Keep Austin Weird — Red Wassenich, 2000, while pledging to an Austin radio station

Depending on circumstances and expectations, being different can be a blessing or a curse. Extra tall or super short? Life can be a bit of a challenge when clothes shopping, finding friends, dating, and applying for jobs, but if you have interests that align with those dimensions, your edge of the bell curve status could serve you well — unless, of course, others assume that you “must be” X Y or Z because of them. Toss in some insecurities if you’re the only one who looks or sounds like you or trouble at home and things can get pretty unpleasant very quickly.

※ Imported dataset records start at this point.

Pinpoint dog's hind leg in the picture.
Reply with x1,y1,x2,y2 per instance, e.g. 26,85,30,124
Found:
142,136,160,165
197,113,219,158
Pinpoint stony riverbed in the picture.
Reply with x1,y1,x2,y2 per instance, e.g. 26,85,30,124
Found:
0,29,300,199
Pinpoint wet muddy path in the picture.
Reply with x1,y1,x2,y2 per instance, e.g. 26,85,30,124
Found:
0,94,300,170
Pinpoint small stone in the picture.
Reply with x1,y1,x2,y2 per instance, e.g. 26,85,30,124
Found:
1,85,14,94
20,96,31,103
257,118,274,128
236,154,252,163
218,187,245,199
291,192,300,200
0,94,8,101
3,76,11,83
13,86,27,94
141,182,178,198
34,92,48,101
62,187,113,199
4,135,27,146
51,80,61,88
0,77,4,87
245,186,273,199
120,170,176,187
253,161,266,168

Similarly, have you ever driven past a neighborhood and every home and each yard looks like a carbon copy of the others? Do you tend to see the whole as comfortingly uniform and cohesive or deadly dull and boring? What if you stumble upon a super modern house in a neighborhood of Tudors or one painted a completely different color scheme? What if it has no grass or shrubbery and instead has a veggie garden or native plants — like this little oddball succulent — in the front yard? Would you instinctively approve or be taken aback?

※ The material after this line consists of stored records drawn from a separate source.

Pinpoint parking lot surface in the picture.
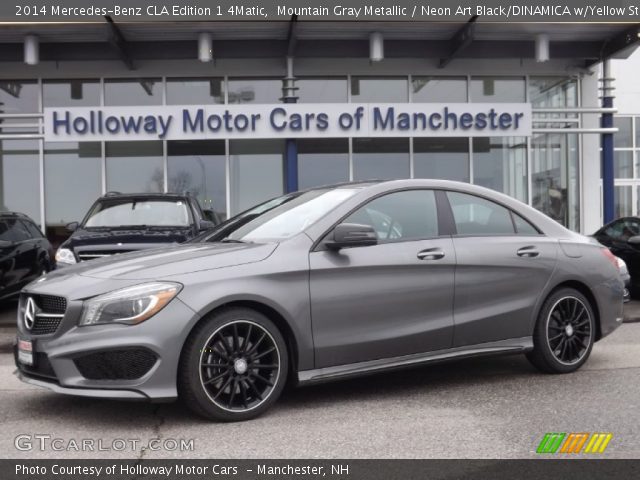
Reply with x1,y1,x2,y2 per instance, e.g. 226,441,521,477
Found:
0,302,640,458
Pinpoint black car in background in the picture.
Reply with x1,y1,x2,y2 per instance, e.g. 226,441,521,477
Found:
56,192,216,267
0,212,53,299
593,217,640,298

What’s different about you? Do you celebrate it or tone it down? Do you prefer to go with the flow or swim against the tide? Is it a deliberate choice or just the way you are? How about your way of living, the foods you eat, and the clothes you wear?

Now think about your characters and settings? Are they mainstream, unintentionally quirky, or different-to-be-different? Is that a manicured image, a product of their upbringing, or because they simply can’t help but be any other way?